Y si esto vale siempre, se hace más exigente en las circunstancias del mundo presente que desvirtúa precisamente lo que Jesucristo trajo con su nacimiento. ¡Qué necesario es que pongamos todo de nuestra parte para que Jesús venga a nosotros con renovada fuerza el día de Navidad y, a través nuestro, sobre las personas que están cerca, sobre la Iglesia y sobre el mundo!
Quedémonos en espíritu de oración, fomentando en nuestro interior el deseo de que las cosas ocurran según las intenciones y los deseos del mismo Señor.
El Adviento es una época muy linda del año.
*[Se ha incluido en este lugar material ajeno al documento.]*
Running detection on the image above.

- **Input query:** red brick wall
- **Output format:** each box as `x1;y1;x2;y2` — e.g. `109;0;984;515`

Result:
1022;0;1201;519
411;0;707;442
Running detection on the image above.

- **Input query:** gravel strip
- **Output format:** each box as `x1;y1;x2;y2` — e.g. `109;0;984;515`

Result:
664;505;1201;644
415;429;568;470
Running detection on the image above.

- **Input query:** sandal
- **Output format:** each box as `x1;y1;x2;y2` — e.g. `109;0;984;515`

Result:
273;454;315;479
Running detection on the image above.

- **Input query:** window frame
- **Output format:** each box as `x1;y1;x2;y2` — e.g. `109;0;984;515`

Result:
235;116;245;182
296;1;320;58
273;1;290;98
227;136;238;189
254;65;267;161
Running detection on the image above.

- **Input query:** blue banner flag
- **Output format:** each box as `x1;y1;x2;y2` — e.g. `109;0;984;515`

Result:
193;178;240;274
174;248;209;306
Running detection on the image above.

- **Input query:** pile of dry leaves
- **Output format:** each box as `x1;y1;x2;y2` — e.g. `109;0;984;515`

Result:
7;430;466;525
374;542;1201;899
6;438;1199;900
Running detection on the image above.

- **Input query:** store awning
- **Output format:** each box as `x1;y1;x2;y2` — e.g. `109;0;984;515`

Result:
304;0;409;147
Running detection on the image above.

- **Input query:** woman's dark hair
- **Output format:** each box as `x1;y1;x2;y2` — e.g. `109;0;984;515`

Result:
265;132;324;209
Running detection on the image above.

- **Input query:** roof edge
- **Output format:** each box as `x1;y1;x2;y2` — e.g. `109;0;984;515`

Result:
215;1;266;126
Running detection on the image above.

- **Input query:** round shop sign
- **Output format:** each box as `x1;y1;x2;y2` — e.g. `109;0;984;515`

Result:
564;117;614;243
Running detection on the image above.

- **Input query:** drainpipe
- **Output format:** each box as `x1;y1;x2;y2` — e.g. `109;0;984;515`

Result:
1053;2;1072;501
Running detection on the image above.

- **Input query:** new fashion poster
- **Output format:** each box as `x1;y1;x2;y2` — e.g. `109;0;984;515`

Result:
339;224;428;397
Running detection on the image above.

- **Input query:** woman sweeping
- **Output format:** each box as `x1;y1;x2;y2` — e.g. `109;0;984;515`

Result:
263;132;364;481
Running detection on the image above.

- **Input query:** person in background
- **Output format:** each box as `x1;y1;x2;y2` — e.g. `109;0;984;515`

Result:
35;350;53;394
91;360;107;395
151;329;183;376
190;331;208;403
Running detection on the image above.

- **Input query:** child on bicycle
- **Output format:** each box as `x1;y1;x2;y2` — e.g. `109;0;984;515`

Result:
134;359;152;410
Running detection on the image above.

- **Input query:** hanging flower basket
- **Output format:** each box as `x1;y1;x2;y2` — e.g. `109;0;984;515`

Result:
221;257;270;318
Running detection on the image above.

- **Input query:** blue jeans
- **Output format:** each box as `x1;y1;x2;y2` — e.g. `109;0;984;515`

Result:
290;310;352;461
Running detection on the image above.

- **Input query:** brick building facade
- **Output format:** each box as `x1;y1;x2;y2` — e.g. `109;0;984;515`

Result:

Después de las fiestas de Navidad y de Pascua, quizá es la más linda, porque es una época de total esperanza, de seguridad alegre y confiada. En ese sentido nuestro Adviento es más lindo que el del Antiguo Testamento: se esperaba lo que todavía no había venido, en cambio nosotros sabemos que el Señor ya ha venido sobre el mundo, sobre la Iglesia, sobre cada uno y entonces tenemos mucho más apoyo para nuestra seguridad de que ha de venir nuevamente, a perfeccionar lo ya iniciado.
Por otra parte, esa presencia del Señor en la Iglesia y en nosotros nos ha hecho ir conociendo a Jesús, amándolo y tratándolo con confianza; por tanto, este esperar su nuevo nacimiento tiene que ser mucho más dulce, mucho más suave, mucho más seguro, mucho más esperanzado (con el doble elemento de seguridad y alegría de la esperanza) que lo que fue la espera de los hombres y mujeres del Antiguo Testamento.
Quedémonos, pues, unidos con Jesús, conversemos sobre estos temas, preguntémosle qué nos sugiere a cada uno en particular para que podamos, desde el comienzo, vivir el Adviento del modo más conducente para obtener la plenitud de Navidad que Él sin duda quiere darnos.